Your honne is the voice that speaks before the editing begins. Learning to hear it is a practice, not a single moment of revelation.
Signs You've Lost Touch With Your Own Wants
- You frequently ask others what they think you should do — and feel relief when they decide for you.
- You often feel resentful but can't pinpoint why.
- Your preferences change dramatically depending on who you're with.
- You agree to things and feel dread immediately after.
- You genuinely don't know what you'd do with a completely free Saturday.
Practical Ways to Reconnect With Your True Voice
1. Notice your body before your mind
Your body often knows before your thoughts catch up. When someone makes a proposal — a plan, an invitation, a request — pause and check your physical reaction before you respond. Is there a tightening? A lift? A sinking feeling? These are data points, not directives, but they're honest ones.
2. Freewrite without an audience
Write in a space where you genuinely believe no one will read it. The difference in what comes out when you're not performing for even an imagined audience is often startling. Set a timer for 10 minutes and write about what you actually want your life to look like — not what you think it should look like.
3. Ask "would I want this if no one knew?"

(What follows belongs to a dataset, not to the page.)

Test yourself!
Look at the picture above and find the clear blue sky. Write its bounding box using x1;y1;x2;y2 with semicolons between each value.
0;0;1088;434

A lot of what we pursue is tied to how it looks from the outside — the relationship that seems impressive, the career that sounds right at dinner parties, the aesthetic that reads as having-it-together. Strip away the social visibility and ask: would I still want this? Sometimes yes. Often, the answer is illuminating.
4. Pay attention to envy — it's a map
Envy gets a bad reputation, but it's one of the most honest signals your psyche sends you. When you feel a flicker of envy toward someone, it's rarely about them — it's pointing at something in you that wants to be acknowledged. Follow it.
Finding Your Honne Is Not a One-Time Event
You won't wake up one day with perfect self-knowledge. Your wants evolve, your circumstances change, and the social noise never fully disappears. The goal isn't to find your honne and fix it in place — it's to build a habit of checking in, honestly, without judgment. To get a little better at knowing when you're speaking from your true voice, and when you're speaking from fear or obligation.
That practice, over time, is what it means to really know yourself.